Permanent modification of the human genome in vivo is impractical owing to the low frequency of homologous recombination in human cells, a fact that hampers biomedical research and progress towards safe and effective gene therapy. Here we report a general solution using two fundamental biological processes: DNA recognition by C2H2 zinc-finger proteins and homology-directed repair of DNA double-strand breaks. Zinc-finger proteins engineered to recognize a unique chromosomal site can be fused to a nuclease domain, and a double-strand break induced by the resulting zinc-finger nuclease can create specific sequence alterations by stimulating homologous recombination between the chromosome and an extrachromosomal DNA donor. We show that zinc-finger nucleases designed against an X-linked severe combined immune deficiency (SCID) mutation in the IL2Rbold italic gamma gene yielded more than 18% gene-modified human cells without selection. Remarkably, about 7% of the cells acquired the desired genetic modification on both X chromosomes, with cell genotype accurately reflected at the messenger RNA and protein levels. We observe comparably high frequencies in human T cells, raising the possibility of strategies based on zinc-finger nucleases for the treatment of disease.
Most human monogenic disorders remain difficult to treat because therapeutic transgenes do not undergo homologous recombination (HR) into the mutated locus1, 2, and gene addition by virus-driven random integration remains a challenge owing to transgene silencing, improper activity or misintegration3, 4. Furthermore, targeted alteration of DNA sequence in vivo--in principle, a powerful basic research technique for studying genome function--in mammals requires sophisticated targeting vectors and drug-based selection1, 2, which limits the use of this approach5-7.

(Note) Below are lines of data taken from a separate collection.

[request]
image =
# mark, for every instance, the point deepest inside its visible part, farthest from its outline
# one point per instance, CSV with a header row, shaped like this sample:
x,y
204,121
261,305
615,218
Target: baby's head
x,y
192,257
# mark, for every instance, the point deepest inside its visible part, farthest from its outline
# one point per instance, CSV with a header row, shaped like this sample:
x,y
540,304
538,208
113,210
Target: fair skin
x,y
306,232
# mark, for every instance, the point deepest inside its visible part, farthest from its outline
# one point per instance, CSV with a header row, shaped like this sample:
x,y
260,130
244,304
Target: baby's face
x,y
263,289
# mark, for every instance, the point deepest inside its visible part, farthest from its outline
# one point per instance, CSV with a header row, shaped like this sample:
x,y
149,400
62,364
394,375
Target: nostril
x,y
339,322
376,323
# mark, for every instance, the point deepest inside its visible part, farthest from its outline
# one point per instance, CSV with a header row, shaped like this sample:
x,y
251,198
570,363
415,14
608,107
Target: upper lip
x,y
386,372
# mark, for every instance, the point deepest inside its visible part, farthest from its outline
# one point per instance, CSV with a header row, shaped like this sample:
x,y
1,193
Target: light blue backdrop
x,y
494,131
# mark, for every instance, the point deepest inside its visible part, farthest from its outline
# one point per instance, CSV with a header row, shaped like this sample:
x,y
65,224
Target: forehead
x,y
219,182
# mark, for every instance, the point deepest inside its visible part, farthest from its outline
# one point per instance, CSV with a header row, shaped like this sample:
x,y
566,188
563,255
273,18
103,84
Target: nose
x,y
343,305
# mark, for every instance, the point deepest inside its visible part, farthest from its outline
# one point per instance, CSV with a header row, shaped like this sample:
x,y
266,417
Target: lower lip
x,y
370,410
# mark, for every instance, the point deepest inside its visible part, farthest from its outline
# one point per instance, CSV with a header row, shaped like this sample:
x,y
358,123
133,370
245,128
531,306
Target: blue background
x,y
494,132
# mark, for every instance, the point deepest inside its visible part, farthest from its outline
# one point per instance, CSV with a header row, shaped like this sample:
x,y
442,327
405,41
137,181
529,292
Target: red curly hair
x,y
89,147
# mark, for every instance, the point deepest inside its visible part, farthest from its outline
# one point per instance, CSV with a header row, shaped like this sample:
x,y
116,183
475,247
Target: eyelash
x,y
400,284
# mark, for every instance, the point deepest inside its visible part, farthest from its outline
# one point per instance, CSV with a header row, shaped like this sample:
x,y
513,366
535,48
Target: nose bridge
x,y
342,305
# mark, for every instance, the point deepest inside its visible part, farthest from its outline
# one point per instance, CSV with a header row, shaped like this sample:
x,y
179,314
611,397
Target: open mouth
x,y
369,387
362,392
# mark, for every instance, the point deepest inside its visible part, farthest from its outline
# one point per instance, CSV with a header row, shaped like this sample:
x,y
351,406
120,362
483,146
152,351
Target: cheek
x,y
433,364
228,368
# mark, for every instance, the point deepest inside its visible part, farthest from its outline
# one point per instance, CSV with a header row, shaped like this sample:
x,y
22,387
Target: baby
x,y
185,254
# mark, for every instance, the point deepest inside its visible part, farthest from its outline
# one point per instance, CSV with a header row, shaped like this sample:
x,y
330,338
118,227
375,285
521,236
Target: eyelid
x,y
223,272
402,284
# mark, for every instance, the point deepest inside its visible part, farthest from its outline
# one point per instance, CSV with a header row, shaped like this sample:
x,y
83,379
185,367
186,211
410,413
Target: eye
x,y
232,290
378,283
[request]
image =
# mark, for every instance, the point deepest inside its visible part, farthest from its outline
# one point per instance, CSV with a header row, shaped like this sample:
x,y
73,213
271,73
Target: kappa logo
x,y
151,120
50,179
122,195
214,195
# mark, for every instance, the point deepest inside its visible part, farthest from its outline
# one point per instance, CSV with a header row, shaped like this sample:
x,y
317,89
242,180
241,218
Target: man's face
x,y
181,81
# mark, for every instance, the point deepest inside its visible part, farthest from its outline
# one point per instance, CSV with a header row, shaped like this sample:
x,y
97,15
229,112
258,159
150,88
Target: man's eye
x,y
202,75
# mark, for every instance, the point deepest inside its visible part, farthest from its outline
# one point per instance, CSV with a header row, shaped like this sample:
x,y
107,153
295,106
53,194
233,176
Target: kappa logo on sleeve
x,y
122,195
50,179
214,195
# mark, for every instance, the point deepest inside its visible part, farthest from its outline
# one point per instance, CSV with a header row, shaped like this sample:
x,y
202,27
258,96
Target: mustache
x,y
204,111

The C2H2 zinc-finger, originally discovered in Xenopus8, is the most common DNA binding motif in all metazoa9. Each finger recognizes 3-4 base pairs of DNA via a single alpha-helix10, 11, and several fingers can be linked in tandem to recognize a broad spectrum of DNA sequences with high specificity12-14. Engineered zinc-finger protein (ZFP)-based DNA binding domains with novel specificities have been extensively applied in vivo to target various effector domains12, 15. Work from the Chandrasegaran laboratory has shown that a ZFP can be coupled to the nonspecific DNA cleavage domain of the Type IIS restriction enzyme, FokI, to produce a zinc-finger nuclease (ZFN)16, which then cuts the DNA sequence determined by the ZFP16, 17. An important specificity mechanism derives from the requirement that two ZFNs bind the same locus, in a precise orientation and spacing relative to each other, to create a double-strand break (DSB; Fig. 1a)17. One mechanism by which eukaryotic cells heal DSBs is homology-directed repair (Fig. 1b)18-20, which transfers information missing at the break from a homologous DNA molecule (Fig. 1b). Work from the Jasin laboratory21, followed by that of others22, 23, demonstrated that the endonuclease I-SceI can potentiate HR into loci previously engineered to contain its own recognition site, and the Carroll24, 25 and Baltimore26 laboratories have shown that a ZFN-invoked DSB increases the rate of HR in model systems.